In procuring the extension and renewal of the $4,000 mortgage, when only $650 was due thereon, appellee and St. Angel perpetrated a gross fraud on appellants, which no court of equity should countenance. In the early case of Lockridge v. Foster, 5 Ill. (4 Scam.) 569, the court said: “On the principles of equity and justice, a contract, to be obligatory, must be justly and fairly made. The contracting parties are bound to deal honestly, and act in good faith with each other. There should be a reciprocity of candor and fairness. Both should have equal knowledge concerning the subject matter of the contract; especially ought all of the' facts and circumstances which are likely to influence *268their action, to be made known. If they have not mutually this knowledge, nor the same means of obtaining it, it is then a duty incumbent on the one having the superior information to disclose it to the other. In making the disclosure, he is bound to act in good faith, and with a strict regard to truth.

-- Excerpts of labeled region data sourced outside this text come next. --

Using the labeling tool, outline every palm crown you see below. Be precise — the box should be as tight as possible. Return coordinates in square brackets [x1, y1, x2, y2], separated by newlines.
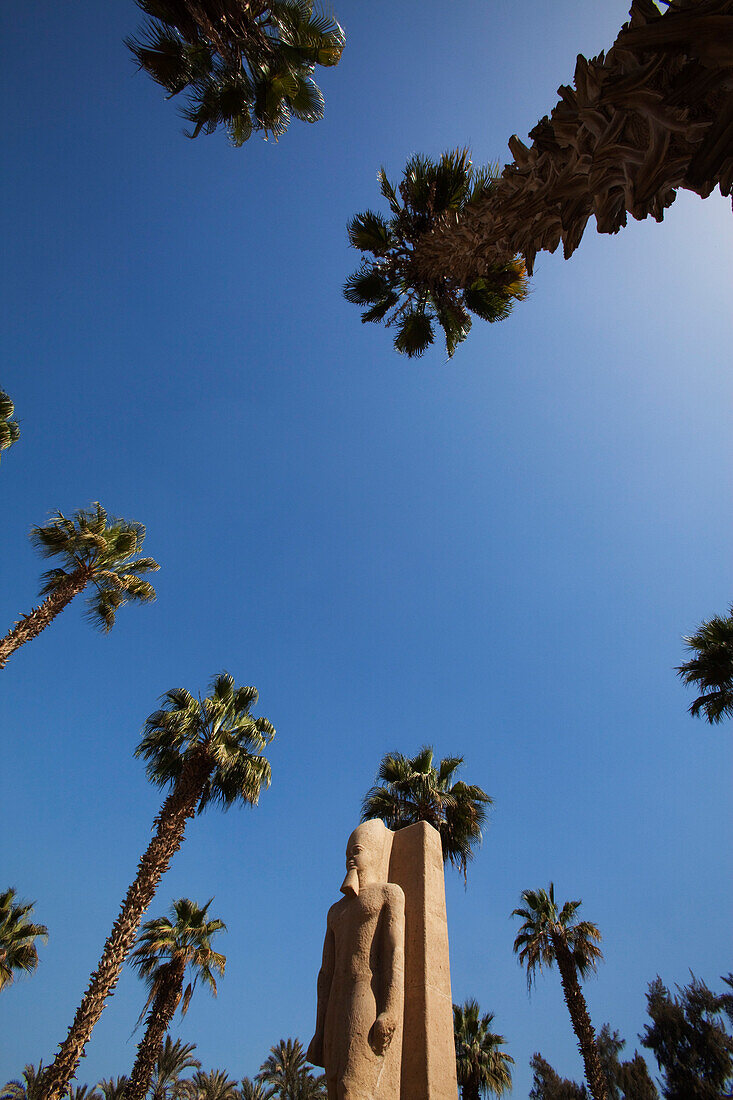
[131, 898, 227, 1016]
[361, 746, 492, 877]
[135, 672, 275, 813]
[677, 607, 733, 725]
[0, 887, 48, 990]
[453, 1000, 514, 1100]
[0, 389, 20, 462]
[343, 149, 527, 358]
[512, 882, 603, 987]
[31, 503, 160, 631]
[127, 0, 344, 145]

If he makes false representations respecting material facts, or intentionally conceals or suppresses them, he acts fraudulently, and renders himself responsible for the consequences which may result.” In 13 C. J. 371, the author of the article on Contracts states that if the other party to a written instrument induces the signer to sign the paper without reading it, and to rely on his statement, as to the contents, this may give the signer a right, if the statement was fraudulent, to avoid the contract as against him on the ground of fraud. “A false representation,” continues the author, “that a writing prepared by one party embodies the terms of a previous oral agreement, inducing the other party to sign without reading the instrument, has in a number of cases been held fraud which the party misled may assert against the other. And this, although he may have been guilty of a want of prudence in relying on such representations, the underlying principle of these decisions being that the negligence of a party to a contract induced by the fraud of the other cannot be taken advantage of by the latter.” See also Pustelniak v. Vilimas, 352 Ill. 270.

The decree appealed from is reversed and this cause is remanded to the circuit court with directions to enter a decree reforming the renewal mortgage executed on April 2,1932, as asked for in appellants’ counterclaim, and as so reformed enter the usual decree of foreclosure and sale.

Reversed and remanded with directions.